I happened upon her blog while searching for a recipe for chicken pot pie. This is the perfect comfort food during cold weather. My family loved it, and the leftovers warmed up well for lunches the next day.

It seems appropriate a midnight baker would make a “magic” chicken pot pie. After all, the way the casserole makes its own crust is pretty neat!

Magic Chicken Pie

4 tbs butter

2 cooked boneless, skinless chicken breasts, shredded

2 cups fresh or frozen vegetables (your choice)

1/4 cup onion, chopped

1 cup shredded cheddar cheese

2 cups baking mix (like Bisquick)

1 1/2 cups milk

1 1/2 cups rich chicken stock

2 chicken stock cubes

1 can (10.75 oz) cream of chicken soup

Directions:

Preheat oven to 350 degrees. Cut the butter in chunks and place in the bottom of a 9 x 13-inch baking pan. Place in oven to melt butter; remove when butter is melted.

In a large bowl, mix the milk and baking mix; set aside. Dissolve the stock cubes in the liquid chicken stock. Place the soup in a bowl and gradually mix in the stock mixture to keep the mixture smooth. Set aside.

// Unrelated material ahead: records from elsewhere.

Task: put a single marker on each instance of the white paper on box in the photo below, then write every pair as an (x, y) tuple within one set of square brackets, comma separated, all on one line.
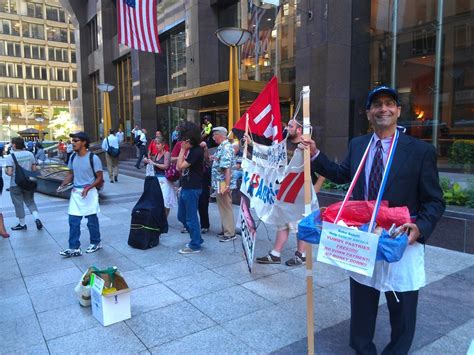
[(348, 248), (111, 308)]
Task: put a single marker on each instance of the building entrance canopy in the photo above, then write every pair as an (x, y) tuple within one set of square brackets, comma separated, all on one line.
[(215, 97)]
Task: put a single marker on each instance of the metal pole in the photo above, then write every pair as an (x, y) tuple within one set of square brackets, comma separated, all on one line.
[(307, 203), (437, 83), (230, 111), (393, 71)]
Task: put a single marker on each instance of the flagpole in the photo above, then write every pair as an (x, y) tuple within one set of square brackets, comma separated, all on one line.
[(307, 209)]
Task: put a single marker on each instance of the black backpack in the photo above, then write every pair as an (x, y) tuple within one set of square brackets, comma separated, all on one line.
[(91, 161), (24, 179)]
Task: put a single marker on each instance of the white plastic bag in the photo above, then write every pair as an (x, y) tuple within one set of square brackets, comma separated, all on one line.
[(83, 292), (150, 170)]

Assemble casserole as follows and do not mix or stir ingredients: Distribute shredded chicken over melted butter evenly. Distribute veggies over the chicken evenly. Distribute the onion over the veggies evenly. Distribute the cheese over the onion evenly. Pour baking mix batter over the top evenly. Pour the soup/stock mixture over the top evenly. Place in preheated oven and bake for 45-50 minutes, or until top is beginning to brown. Remove from oven and let stand 10 minutes before serving.